On Tue, Aug 16, 2011 at 8:30 AM, Amir E. Aharoni amir.aharoni@mail.huji.ac.il wrote:
2011/8/16 MZMcBride z@mzmcbride.com:
An extension such as ClickTracking is probably a much better option if you can get local consensus and sysadmin support.
Are there any special implications i should know about? Privacy? Performance? Anything else?
As for privacy: for each event, we store * the kind of event (e.g. 'clicked on the recent changes link in the sidebar') * the timestamp, with second-level granularity, in UTC (just like for edits) * whether the user was logged in * the user's lifetime edit count at the time of the event * the number of edits the user made in the 1, 3 and 6 months preceding the event
This is all tracked in a database table that is not shared with the outside world.
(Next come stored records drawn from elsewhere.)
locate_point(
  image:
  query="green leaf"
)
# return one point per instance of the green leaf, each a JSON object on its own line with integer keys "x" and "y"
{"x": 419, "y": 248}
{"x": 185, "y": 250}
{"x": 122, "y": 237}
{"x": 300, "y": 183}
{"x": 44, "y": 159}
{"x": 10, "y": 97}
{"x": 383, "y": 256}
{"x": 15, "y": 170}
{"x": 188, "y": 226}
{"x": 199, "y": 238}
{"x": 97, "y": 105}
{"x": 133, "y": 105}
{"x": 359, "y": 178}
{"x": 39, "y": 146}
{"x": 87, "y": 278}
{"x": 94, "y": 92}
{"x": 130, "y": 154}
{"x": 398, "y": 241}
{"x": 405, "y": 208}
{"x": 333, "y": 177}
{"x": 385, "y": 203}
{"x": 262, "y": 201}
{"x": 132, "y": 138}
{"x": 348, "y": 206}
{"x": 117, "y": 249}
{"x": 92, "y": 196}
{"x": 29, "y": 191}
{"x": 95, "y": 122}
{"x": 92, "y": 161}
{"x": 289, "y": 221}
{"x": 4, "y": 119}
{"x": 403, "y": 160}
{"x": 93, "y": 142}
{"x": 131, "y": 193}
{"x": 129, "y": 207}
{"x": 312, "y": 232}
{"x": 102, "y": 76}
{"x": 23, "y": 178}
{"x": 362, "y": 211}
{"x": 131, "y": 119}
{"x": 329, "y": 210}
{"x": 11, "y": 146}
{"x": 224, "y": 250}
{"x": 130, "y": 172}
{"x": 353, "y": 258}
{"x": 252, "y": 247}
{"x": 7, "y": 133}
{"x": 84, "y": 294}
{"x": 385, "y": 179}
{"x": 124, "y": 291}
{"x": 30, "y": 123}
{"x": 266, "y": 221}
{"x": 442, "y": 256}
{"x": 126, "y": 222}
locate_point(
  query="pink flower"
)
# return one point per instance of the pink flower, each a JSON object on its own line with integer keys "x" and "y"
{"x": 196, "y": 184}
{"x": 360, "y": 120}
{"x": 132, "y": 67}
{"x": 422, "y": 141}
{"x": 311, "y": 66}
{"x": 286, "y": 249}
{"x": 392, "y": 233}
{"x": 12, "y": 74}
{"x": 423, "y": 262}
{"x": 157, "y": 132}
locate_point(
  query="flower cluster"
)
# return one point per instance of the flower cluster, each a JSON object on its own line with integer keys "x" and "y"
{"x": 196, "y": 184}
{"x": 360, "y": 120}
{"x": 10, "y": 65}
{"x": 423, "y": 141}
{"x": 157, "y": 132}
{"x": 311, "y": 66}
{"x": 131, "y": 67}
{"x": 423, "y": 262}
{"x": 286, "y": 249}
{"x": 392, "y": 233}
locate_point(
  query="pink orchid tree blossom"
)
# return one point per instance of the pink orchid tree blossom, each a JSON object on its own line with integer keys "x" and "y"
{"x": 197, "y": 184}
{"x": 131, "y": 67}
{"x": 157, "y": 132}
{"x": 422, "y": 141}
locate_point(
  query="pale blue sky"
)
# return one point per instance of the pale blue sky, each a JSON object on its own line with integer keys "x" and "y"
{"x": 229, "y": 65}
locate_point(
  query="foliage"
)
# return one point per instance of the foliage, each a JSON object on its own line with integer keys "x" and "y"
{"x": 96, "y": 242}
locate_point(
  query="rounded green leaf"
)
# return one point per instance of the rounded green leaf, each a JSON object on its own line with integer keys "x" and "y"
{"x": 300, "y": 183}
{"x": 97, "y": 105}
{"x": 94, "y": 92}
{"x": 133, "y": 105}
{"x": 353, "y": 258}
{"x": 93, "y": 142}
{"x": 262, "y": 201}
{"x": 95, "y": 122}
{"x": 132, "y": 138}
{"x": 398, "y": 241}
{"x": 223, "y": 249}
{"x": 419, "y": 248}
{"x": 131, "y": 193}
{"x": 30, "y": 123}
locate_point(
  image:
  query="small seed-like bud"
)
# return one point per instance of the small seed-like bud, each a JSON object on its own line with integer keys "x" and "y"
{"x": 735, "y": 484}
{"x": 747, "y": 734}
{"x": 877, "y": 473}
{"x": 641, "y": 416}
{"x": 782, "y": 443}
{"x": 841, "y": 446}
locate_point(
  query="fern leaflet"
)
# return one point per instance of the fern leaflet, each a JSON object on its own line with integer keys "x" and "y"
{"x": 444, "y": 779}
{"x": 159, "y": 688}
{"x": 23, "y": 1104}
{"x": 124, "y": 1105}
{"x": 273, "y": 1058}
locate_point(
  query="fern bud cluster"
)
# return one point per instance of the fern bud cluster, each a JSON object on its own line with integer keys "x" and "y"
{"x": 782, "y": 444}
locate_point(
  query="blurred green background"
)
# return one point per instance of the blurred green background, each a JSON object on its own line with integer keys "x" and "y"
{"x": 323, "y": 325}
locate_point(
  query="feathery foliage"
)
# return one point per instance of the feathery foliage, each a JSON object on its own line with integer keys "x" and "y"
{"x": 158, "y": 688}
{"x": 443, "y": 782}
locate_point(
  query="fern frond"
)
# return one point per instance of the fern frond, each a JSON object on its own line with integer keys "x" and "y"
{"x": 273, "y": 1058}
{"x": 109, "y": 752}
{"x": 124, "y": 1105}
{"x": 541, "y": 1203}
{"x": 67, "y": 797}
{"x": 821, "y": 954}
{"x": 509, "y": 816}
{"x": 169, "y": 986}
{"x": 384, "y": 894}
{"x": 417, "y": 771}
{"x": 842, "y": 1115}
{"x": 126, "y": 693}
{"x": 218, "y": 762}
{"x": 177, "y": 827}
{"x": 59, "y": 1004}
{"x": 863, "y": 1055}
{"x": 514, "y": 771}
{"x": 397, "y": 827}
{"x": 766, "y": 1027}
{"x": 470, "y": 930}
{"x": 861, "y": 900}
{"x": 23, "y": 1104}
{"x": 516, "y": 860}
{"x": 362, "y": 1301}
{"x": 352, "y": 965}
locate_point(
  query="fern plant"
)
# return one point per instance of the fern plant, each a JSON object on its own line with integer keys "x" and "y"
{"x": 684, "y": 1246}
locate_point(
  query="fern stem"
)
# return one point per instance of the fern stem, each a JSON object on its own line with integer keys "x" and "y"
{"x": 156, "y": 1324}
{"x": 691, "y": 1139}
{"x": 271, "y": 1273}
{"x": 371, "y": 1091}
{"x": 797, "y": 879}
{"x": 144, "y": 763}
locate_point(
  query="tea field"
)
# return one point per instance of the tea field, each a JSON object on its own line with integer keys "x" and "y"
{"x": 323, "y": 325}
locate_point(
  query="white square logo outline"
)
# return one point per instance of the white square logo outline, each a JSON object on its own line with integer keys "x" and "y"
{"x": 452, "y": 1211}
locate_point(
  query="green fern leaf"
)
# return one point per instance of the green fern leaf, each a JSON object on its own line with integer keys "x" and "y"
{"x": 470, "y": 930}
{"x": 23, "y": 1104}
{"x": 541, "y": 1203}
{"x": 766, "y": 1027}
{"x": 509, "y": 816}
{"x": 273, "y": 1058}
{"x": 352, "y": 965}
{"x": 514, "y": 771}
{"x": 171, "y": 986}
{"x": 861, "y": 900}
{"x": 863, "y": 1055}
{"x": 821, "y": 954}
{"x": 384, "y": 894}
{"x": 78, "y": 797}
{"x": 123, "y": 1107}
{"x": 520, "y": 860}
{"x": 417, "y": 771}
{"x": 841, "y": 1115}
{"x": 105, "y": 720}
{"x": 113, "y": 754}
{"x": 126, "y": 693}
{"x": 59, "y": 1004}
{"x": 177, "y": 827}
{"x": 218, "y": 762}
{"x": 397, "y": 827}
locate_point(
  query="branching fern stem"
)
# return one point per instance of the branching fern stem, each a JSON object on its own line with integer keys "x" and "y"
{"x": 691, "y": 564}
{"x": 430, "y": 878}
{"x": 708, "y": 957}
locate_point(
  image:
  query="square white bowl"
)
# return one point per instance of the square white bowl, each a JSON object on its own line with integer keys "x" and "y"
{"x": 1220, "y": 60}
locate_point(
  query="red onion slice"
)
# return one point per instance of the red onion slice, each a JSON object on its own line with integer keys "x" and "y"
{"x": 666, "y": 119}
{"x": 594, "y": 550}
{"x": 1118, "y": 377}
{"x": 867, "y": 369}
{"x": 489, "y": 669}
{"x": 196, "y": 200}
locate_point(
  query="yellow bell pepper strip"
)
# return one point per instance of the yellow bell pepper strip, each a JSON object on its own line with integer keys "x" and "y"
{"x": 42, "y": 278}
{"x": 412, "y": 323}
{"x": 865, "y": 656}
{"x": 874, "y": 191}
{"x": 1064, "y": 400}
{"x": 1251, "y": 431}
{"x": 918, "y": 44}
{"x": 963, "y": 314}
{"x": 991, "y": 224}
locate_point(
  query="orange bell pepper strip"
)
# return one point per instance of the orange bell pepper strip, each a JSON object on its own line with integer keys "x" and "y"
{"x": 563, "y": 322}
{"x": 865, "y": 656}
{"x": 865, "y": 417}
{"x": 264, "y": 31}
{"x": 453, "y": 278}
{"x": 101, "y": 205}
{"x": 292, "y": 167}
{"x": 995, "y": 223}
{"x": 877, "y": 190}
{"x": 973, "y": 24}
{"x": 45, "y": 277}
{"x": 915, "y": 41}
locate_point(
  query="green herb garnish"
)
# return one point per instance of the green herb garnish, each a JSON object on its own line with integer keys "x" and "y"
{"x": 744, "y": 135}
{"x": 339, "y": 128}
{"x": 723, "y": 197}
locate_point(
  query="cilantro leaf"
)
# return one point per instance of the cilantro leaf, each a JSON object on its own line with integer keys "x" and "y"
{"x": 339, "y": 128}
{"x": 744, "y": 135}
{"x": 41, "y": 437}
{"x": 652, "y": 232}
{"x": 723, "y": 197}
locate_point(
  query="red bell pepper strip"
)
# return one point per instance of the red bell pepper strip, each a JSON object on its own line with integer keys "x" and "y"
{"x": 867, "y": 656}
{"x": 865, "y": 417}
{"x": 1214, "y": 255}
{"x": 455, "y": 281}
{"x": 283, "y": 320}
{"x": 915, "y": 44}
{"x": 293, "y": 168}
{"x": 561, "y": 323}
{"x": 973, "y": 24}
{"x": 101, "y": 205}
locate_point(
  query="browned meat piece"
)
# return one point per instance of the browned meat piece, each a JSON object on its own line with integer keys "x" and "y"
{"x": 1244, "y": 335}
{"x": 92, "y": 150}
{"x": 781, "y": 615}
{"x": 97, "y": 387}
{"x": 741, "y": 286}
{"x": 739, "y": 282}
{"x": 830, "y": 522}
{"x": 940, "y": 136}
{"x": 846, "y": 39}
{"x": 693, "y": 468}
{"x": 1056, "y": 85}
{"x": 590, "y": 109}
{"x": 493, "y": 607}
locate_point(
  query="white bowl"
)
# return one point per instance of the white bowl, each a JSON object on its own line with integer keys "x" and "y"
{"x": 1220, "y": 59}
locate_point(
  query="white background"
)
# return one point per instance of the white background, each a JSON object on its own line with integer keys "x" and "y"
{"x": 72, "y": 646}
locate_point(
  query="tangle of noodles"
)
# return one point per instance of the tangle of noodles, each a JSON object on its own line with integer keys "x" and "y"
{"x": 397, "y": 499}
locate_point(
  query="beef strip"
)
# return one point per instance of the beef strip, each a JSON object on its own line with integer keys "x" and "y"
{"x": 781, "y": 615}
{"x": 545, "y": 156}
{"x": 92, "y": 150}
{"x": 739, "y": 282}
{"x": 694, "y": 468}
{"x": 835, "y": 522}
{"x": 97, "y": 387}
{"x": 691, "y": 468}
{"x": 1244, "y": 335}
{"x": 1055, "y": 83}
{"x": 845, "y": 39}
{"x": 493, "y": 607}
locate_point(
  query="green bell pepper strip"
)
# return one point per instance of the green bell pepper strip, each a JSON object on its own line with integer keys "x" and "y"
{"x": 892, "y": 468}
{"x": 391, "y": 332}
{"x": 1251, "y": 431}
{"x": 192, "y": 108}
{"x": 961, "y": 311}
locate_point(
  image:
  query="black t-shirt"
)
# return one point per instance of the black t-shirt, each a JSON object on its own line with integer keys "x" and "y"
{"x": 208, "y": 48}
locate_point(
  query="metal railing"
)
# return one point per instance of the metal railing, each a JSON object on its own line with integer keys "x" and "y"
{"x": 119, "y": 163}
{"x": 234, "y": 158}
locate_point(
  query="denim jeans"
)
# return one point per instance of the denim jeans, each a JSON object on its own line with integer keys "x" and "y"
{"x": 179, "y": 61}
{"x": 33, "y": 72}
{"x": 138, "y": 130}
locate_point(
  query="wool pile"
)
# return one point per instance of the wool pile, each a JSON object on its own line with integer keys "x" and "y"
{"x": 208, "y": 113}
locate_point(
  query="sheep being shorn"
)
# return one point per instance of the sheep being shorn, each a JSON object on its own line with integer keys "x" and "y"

The data we'll give you will be in some aggregated form like "on September 2nd between 16:00 and 17:00 UTC, the recent changes link was clicked 40 times, of which 30 clicks were by users with a lifetime edit count greater than 10". So aside from the fact that we store some mildly stalkerish (but not personally identifiable, unless your edit count differs substantially from everyone else's such that you can be identified by your edit count alone) information privately, the information we make public shouldn't be privacy-sensitive, right?
As for performance, we'll be fine. As I said, we've run this kind of thing on wikis before (including enwiki, which is a little bit higher-traffic than hewiki) and we were fine. We just didn't do much with the data at the time IIRC (apart from looking at 'how many times was each link clicked for the duration of the tracking', which only tells you which links are used and which aren't), and it's too old to be useful now.